For months, the farmers kept their protests confined to the respective states but when the Central government refused to budge, the farmers’ unions intensified the protests by announcing a march to Delhi last month-end
NEW DELHI — As the two-week-long farmers’ agitation doesn’t seem to be showing any signs of fizzling out, a new convoy of more than 1,500 vehicles has started its journey from different villages of Punjab towards Delhi.
According to Indian Express, the convoy comprising 1,300 tractor- trolleys and 200 cars with 4,000 farmers is expected to reach Delhi border over the week-end and will replace the first batch of protesters at Delhi’s borders.
Farmers, mainly from Punjab and Haryana, have occupied highways at different spots on Delhi’s borders demanding repeal of the controversial farm laws enacted by the Modi government in September.
The laws that are going to diminish the role of the government-regulated market yards (APMCs) have triggered a widespread outrage from farmers who say the move will expose them to capitalist assault.
For months, the farmers kept their protests confined to the respective states but when the Central government refused to budge, the farmers’ unions intensified the protests by announcing a march to Delhi last month-end.
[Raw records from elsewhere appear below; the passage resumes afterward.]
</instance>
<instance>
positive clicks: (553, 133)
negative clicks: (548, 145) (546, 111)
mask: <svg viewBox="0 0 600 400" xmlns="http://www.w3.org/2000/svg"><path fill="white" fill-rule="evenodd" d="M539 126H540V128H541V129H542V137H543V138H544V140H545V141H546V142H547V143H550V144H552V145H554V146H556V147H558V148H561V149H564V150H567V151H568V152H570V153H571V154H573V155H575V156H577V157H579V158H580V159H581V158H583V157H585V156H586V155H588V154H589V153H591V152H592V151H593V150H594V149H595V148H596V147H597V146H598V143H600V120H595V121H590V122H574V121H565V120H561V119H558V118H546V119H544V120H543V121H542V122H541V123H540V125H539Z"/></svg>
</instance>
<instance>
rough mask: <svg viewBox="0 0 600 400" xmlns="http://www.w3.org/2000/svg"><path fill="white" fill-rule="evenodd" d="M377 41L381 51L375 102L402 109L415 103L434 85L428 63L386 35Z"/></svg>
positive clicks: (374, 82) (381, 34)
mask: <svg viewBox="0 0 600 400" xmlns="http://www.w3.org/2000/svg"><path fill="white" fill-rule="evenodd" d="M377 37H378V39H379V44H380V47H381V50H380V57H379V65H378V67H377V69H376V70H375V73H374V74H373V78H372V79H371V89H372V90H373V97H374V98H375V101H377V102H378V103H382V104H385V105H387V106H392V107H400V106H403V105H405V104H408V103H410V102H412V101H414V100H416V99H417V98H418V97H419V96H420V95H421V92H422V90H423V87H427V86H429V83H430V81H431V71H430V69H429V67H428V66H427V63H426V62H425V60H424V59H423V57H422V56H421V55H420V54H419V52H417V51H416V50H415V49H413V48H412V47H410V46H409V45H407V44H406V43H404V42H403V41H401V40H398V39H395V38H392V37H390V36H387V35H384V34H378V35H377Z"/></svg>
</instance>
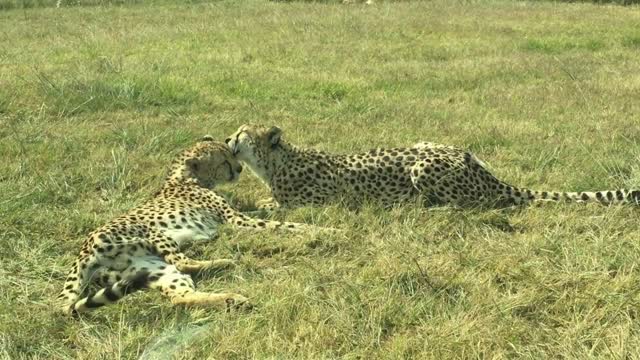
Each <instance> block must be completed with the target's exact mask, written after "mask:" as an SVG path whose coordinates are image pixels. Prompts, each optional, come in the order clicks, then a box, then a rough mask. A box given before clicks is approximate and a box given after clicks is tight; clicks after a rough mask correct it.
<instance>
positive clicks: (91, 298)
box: [71, 271, 149, 314]
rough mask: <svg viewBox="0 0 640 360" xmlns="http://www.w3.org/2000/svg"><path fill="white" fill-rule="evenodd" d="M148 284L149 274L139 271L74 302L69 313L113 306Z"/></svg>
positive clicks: (148, 283)
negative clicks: (121, 279) (123, 297)
mask: <svg viewBox="0 0 640 360" xmlns="http://www.w3.org/2000/svg"><path fill="white" fill-rule="evenodd" d="M148 284H149V272H146V271H139V272H137V273H136V274H135V275H133V276H132V277H130V278H128V279H123V280H120V281H116V282H115V283H113V284H111V285H109V286H106V287H104V288H102V289H100V290H98V291H96V292H95V293H93V294H89V295H88V296H87V297H85V298H82V299H80V300H78V301H76V303H75V304H73V306H72V308H71V313H72V314H77V313H81V312H86V311H90V310H93V309H95V308H99V307H101V306H105V305H108V304H113V303H115V302H116V301H118V300H120V299H122V298H123V297H125V296H127V295H128V294H131V293H133V292H136V291H138V290H140V289H143V288H145V287H147V286H148Z"/></svg>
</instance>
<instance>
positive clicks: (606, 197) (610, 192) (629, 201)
mask: <svg viewBox="0 0 640 360" xmlns="http://www.w3.org/2000/svg"><path fill="white" fill-rule="evenodd" d="M509 195H511V196H510V197H511V198H512V199H513V200H514V201H515V202H516V203H524V202H528V201H534V202H542V201H556V202H560V201H563V202H595V203H600V204H603V205H636V206H638V205H640V190H604V191H585V192H548V191H532V190H526V189H515V188H514V189H512V192H511V194H509Z"/></svg>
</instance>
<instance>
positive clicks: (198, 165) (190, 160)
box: [185, 158, 200, 172]
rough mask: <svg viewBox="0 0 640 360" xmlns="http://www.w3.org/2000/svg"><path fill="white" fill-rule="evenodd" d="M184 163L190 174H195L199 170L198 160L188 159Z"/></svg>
mask: <svg viewBox="0 0 640 360" xmlns="http://www.w3.org/2000/svg"><path fill="white" fill-rule="evenodd" d="M185 163H186V164H187V167H188V168H189V170H191V171H192V172H196V171H198V169H199V168H200V160H199V159H196V158H190V159H187V161H186V162H185Z"/></svg>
Once they reached close to Delhi, the police confronted them and thwarted their entry leading to a stand-off which is now over two weeks old.
Leaders of the Kisan Mazdoor Sangarsh Committee (KMSC) told Indian Express, the convoy, in multiple groups, would replace the first batch of protesters that reached the border along Kundli on 100 tractor-trolleys two weeks ago.
“There is a huge gathering already at Delhi’s borders, but we will find a way. If we don’t get space, we will stop wherever we can. Besides, we already have a stage at Kundli. We will replace those already there, who will return home,” Satnam Singh Pannu, president, KMSC, was quoted as saying.
The farmers joining the new convoy have come from Amritsar, Gurdaspur, Taran Taran, Jhalandar, Hoshiarpur, Ferozpur and Moga who drove to Ludhiana first for convergence and thereafter began rallying towards Delhi on National Highway 1, the report said citing Pannu.
The Punjab government, run by the Congress which has come out in solidarity with farmers, has said it will not stop the movement of the tractors or protesters, saying the protest is a democratic right of the farmers.